Toxic Mix of Oil and Politics Threatens Libya’s Cohesion

Toxic Mix of Oil and Politics Threatens Libya’s Cohesion

Libyan Prime Minister Ali Zeidan was removed Tuesday after failing to stop a tanker from sailing away with an illicit shipment of Libyan oil. The event underscores the crucial role of the oil industry in the country’s current political instability, while further eroding initially optimistic expectations about Libya’s transition and the return to health of its oil industry.

Not so long ago, the political and economic prospects for Libya looked brighter. The toppling of the Gadhafi regime in 2011 set the country on the path of a democratic transition. The oil sector, which is the backbone of the Libyan economy, recovered much more quickly from Libya’s eight-month revolution than most industry analysts had expected. After having come to a virtual standstill in mid-2011, production levels were restored to 1.5 million barrels per day in April 2012, or only slightly below prewar levels. Last year, the International Monetary Fund projected Libya’s GDP would grow by 25.5 percent in 2014.
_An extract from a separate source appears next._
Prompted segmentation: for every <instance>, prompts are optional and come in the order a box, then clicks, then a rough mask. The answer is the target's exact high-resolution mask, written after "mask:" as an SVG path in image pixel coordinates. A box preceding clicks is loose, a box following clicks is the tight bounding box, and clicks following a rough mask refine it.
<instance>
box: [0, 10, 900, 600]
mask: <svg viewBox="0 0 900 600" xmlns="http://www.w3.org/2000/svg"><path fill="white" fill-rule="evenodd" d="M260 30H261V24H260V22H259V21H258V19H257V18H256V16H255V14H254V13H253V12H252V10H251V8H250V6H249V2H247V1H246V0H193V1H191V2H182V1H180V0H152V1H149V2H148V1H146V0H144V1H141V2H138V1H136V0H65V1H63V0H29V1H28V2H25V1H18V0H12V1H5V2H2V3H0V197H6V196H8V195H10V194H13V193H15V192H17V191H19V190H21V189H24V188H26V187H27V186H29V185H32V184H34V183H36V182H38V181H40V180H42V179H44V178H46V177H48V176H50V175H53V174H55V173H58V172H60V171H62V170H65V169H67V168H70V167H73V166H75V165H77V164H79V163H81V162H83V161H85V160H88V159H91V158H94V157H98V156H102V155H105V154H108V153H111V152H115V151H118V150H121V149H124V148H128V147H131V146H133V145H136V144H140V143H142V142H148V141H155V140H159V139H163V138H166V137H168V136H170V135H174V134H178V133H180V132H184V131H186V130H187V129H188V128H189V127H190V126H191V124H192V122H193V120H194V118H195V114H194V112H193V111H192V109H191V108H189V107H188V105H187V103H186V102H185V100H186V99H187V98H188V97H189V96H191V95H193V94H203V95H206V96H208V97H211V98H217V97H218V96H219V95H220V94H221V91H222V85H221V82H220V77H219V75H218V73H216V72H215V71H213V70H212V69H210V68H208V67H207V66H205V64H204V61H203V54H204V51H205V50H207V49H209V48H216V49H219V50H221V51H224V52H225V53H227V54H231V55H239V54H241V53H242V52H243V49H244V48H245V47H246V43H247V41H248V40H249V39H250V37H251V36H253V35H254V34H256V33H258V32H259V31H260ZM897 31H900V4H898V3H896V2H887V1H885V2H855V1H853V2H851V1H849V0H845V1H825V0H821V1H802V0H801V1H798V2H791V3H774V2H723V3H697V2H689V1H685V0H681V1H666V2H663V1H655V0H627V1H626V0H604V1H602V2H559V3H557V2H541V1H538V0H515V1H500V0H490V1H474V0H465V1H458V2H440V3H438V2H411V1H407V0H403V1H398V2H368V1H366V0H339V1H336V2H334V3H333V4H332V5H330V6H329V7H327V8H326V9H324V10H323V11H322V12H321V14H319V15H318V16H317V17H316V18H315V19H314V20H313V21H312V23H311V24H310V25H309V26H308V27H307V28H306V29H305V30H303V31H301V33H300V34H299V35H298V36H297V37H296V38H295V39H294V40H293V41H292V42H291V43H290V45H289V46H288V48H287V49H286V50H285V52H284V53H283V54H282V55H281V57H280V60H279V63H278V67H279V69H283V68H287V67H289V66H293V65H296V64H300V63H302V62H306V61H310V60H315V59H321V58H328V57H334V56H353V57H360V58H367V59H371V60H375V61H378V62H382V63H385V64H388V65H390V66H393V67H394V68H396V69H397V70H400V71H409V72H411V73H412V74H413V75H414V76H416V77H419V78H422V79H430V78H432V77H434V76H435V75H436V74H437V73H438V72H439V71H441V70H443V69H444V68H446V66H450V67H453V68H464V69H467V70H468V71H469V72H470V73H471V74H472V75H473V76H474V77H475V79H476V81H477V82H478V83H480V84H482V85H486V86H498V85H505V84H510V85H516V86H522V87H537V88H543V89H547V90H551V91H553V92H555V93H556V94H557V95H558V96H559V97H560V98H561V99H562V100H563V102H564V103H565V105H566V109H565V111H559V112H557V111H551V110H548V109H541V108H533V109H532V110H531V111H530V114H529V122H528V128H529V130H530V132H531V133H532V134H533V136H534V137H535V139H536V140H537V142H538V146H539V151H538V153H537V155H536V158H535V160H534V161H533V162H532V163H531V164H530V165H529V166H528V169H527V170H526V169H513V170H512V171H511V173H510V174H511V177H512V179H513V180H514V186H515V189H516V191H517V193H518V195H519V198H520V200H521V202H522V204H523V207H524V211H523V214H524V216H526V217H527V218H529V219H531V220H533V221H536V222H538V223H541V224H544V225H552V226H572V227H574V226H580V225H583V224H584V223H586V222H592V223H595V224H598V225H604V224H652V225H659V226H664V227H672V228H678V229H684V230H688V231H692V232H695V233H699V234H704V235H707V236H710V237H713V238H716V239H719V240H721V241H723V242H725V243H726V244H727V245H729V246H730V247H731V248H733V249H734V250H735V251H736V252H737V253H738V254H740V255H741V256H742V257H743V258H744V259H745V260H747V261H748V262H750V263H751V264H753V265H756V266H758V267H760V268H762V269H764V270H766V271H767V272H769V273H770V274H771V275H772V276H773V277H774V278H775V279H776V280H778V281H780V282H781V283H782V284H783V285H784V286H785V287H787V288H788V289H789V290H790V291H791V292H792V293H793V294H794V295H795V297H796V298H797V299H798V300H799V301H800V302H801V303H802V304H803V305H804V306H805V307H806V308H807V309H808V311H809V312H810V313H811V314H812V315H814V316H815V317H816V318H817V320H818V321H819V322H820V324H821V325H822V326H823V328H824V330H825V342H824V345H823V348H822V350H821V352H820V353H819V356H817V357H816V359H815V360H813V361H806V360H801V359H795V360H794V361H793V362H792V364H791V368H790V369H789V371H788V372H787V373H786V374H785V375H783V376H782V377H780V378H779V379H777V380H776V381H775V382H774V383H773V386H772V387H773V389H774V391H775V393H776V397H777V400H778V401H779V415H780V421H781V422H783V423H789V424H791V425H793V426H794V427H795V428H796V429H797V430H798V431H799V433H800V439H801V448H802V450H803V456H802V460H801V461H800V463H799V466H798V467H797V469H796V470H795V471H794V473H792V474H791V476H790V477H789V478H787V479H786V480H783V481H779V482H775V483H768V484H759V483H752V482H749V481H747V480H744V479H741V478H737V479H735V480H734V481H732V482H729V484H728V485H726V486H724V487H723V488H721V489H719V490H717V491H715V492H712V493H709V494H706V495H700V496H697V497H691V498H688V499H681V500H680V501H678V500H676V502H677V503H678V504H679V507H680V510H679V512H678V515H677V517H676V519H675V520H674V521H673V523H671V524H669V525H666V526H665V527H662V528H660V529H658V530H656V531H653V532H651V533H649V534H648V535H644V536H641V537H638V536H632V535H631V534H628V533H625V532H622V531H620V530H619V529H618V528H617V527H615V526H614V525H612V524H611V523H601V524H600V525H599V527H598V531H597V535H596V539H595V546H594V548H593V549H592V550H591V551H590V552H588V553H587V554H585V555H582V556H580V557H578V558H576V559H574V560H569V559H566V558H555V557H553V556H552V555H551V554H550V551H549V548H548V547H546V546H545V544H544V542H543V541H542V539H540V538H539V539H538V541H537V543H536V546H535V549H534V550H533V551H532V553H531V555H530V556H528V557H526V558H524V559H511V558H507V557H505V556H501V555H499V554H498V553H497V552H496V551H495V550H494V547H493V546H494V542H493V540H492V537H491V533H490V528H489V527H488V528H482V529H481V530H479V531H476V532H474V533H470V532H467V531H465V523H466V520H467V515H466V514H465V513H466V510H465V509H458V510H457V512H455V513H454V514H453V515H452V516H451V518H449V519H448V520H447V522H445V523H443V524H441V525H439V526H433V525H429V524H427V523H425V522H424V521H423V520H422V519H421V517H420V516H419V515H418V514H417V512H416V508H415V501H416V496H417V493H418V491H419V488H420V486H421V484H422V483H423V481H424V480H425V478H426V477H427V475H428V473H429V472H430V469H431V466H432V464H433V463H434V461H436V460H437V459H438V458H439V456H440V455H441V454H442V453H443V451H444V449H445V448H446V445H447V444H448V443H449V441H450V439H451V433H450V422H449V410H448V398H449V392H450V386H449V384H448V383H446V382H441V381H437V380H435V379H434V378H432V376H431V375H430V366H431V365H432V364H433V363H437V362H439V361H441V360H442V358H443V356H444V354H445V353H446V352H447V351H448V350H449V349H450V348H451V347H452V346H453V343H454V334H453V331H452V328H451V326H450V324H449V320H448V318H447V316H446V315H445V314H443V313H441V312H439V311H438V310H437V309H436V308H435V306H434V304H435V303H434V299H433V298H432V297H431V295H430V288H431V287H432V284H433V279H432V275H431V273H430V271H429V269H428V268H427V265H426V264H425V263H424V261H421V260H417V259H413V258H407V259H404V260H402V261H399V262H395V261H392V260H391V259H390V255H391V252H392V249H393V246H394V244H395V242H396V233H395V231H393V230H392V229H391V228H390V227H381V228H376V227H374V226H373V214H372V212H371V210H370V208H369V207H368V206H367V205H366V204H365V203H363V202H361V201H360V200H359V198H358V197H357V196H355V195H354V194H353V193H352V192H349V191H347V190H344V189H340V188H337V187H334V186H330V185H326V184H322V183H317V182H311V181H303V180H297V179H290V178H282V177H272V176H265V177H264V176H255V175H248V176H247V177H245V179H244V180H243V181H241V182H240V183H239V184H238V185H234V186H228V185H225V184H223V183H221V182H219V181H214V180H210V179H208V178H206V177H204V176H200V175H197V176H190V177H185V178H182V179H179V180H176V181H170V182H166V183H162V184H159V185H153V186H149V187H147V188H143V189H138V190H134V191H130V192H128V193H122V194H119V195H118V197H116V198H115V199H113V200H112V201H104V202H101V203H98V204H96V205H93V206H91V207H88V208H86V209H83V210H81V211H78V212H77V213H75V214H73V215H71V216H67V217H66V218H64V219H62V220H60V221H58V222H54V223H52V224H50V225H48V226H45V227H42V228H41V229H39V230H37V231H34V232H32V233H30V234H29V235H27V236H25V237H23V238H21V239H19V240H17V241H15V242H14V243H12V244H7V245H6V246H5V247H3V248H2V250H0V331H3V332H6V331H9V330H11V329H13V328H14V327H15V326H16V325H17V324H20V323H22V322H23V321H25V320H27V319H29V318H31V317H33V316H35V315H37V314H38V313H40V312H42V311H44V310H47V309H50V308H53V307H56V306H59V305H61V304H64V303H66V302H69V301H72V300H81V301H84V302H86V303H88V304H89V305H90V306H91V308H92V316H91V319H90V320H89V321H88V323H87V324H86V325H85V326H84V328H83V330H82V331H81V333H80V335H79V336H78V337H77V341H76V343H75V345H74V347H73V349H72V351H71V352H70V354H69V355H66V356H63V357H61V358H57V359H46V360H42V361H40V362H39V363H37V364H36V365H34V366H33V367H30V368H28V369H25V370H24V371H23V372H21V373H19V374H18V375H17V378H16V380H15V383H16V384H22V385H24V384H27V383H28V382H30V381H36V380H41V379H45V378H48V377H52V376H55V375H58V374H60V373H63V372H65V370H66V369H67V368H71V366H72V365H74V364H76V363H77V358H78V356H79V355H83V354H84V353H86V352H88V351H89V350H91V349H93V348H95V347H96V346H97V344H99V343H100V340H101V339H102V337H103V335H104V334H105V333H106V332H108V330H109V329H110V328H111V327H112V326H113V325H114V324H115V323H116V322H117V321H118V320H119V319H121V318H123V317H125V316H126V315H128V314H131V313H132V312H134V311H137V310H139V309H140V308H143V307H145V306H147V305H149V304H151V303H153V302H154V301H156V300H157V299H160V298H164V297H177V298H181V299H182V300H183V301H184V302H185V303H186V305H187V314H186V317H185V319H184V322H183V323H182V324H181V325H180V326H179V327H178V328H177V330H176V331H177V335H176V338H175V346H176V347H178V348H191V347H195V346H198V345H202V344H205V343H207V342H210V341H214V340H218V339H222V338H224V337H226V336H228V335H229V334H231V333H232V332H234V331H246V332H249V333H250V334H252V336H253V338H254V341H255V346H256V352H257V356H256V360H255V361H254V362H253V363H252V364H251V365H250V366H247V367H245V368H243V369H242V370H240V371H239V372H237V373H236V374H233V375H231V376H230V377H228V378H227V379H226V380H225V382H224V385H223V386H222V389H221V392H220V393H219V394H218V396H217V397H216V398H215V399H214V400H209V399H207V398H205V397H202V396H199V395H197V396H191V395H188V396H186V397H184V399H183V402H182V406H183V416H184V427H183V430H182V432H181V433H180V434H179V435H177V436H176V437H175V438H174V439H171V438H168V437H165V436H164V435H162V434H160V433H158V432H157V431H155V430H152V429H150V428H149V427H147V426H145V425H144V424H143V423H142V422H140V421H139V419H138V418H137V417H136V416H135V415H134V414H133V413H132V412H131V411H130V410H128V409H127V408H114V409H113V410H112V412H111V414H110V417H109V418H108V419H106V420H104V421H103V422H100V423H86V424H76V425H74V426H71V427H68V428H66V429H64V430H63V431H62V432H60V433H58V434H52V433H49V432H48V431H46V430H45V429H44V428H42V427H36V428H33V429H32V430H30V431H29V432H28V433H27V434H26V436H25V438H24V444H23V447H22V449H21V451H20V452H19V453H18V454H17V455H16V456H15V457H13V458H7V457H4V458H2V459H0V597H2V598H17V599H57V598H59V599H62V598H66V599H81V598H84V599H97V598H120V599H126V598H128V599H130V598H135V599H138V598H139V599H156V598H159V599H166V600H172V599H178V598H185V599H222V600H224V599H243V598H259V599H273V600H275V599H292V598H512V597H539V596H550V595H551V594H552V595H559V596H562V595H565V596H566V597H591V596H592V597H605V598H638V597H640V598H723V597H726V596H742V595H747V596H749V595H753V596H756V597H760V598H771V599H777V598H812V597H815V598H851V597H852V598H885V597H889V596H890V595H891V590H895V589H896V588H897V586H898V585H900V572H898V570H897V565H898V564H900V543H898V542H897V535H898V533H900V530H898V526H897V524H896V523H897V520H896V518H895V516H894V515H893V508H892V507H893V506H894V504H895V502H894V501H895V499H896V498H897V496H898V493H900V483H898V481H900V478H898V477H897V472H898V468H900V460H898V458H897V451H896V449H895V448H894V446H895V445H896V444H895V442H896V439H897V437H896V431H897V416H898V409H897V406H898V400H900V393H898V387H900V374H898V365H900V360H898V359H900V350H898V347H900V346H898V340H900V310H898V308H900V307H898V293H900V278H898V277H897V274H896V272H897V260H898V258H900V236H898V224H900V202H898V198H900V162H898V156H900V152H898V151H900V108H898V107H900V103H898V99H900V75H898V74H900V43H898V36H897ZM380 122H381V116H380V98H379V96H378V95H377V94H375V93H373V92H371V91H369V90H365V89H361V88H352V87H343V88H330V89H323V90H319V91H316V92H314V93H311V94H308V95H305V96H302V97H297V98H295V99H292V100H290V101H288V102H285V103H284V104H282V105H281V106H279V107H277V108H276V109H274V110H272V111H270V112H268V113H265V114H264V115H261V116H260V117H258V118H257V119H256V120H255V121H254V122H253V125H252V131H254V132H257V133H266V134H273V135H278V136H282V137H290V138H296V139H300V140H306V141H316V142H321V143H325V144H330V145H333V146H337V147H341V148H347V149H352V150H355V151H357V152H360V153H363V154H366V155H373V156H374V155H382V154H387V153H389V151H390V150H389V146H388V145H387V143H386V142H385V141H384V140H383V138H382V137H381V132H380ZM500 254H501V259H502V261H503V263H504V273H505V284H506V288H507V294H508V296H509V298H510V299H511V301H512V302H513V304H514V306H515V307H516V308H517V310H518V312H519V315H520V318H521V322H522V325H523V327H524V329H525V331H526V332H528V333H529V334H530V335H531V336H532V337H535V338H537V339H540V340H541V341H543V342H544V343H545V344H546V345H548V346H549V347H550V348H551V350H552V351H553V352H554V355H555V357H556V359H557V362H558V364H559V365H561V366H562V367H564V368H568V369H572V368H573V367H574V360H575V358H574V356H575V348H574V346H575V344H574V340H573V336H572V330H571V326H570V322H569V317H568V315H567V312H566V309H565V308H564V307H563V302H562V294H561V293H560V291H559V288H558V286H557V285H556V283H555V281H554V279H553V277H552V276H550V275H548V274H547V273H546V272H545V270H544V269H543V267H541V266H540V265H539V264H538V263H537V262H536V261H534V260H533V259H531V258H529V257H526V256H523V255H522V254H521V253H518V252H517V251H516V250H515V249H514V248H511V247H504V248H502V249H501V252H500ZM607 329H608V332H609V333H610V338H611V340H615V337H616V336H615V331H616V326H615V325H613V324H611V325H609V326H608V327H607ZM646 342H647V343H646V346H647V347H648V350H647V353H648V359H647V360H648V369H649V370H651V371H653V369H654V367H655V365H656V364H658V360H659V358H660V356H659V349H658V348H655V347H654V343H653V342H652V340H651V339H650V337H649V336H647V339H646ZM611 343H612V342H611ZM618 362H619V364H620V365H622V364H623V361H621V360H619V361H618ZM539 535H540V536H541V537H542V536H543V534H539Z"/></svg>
In recent months, those optimistic expectations have eroded and Libya now finds itself on the brink of collapse, due in no small part to competing claims over the country’s oil wealth. The self-proclaimed autonomous government of Cyrenaica effectively controls the east of the country, including the country’s major oil fields and export terminals. It has been eagerly attempting to sell oil abroad and collect oil revenues independently of the central government in Tripoli, which has fiercely opposed such moves. In January, Libyan naval vessels barred a Maltese-flagged tanker from making port in Es Sider, one of the eastern terminals that the rebels control. In early March, the tanker Morning Glory managed to dock in Es Sider and began loading oil; in spite of threats by the government that Libyan forces would bomb the tanker if it left the port, the ship was nonetheless able to slip away with its cargo, with the fallout costing Zeidan his job.